The cloud APIs will now include foundation models from three sources: models invented by NVIDIA, such as the MolMIM generative chemistry model for small molecule generation; open-source models pioneered by global research teams, curated and optimized by NVIDIA, such as the OpenFold protein prediction AI; and proprietary models developed by NVIDIA partners, such as Recursion’s Phenom-Beta for embedding cellular microscopy images.
MolMIM generates small molecules while giving users finer control over the AI generation process — identifying new molecules that possess desired properties and follow constraints specified by users. For example, researchers could direct the model to generate molecules that have similar structures and properties to a given reference molecule.
Phenomenal AI for Pharma: Recursion Brings Phenom-Beta Model to BioNeMo
Recursion is the first hosting partner offering an AI model through BioNeMo cloud APIs: Phenom-Beta, a vision transformer model that extracts biologically meaningful features from cellular microscopy images.
This capability can provide researchers with insights about cell function and help them learn how cells respond to drug candidates or genetic engineering.
Phenom-Beta performed well on image reconstruction tasks, a training metric to evaluate model performance. Read the NeurIPS workshop paper to learn more.
Phenom-Beta was trained on Recursion’s publicly available RxRx3 dataset of biological images using the company’s BioHive-1 supercomputer, based on the NVIDIA DGX SuperPOD reference architecture.
To further its foundation model development, Recursion is expanding its supercomputer with more than 500 NVIDIA H100 Tensor Core GPUs.
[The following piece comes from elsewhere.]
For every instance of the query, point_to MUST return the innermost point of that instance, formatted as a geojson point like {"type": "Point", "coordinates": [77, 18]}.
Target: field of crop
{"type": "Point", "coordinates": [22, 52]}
This will boost its computational capacity by 4x to create what’s expected to be the most powerful supercomputer owned and operated by any biopharma company.
How Companies Are Adopting NVIDIA BioNeMo
A growing group of scientists, biotech and pharma companies, and AI software vendors are using NVIDIA BioNeMo to support biology, chemistry and genomics research.
Biotech leader Terray Therapeutics is integrating BioNeMo cloud APIs into its development of a generalized, multi-target structural binding model. The company also uses NVIDIA DGX Cloud to train chemistry foundation models to power generative AI for small molecule design.
Protein engineering and molecular design companies Innophore and Insilico Medicine are bringing BioNeMo into their computational drug discovery applications. Innophore is integrating BioNeMo cloud APIs into its Catalophore platform for protein design and drug discovery. And Insilico, a premier member of the NVIDIA Inception program for startups, has adopted BioNeMo in its generative AI pipeline for early drug discovery.
Biotech software company OneAngstrom and systems integrator Deloitte are using BioNeMo cloud APIs to build AI solutions for their clients.
OneAngstrom is integrating BioNeMo cloud APIs into its SAMSON platform for molecular design used by academics, biotechs and pharmas. Deloitte is transforming scientific research by integrating BioNeMo on NVIDIA DGX Cloud with the Quartz Atlas AI platform. This combination enables biopharma researchers with unparalleled data connectivity and cutting-edge generative AI, propelling them into a new era of accelerated drug discovery.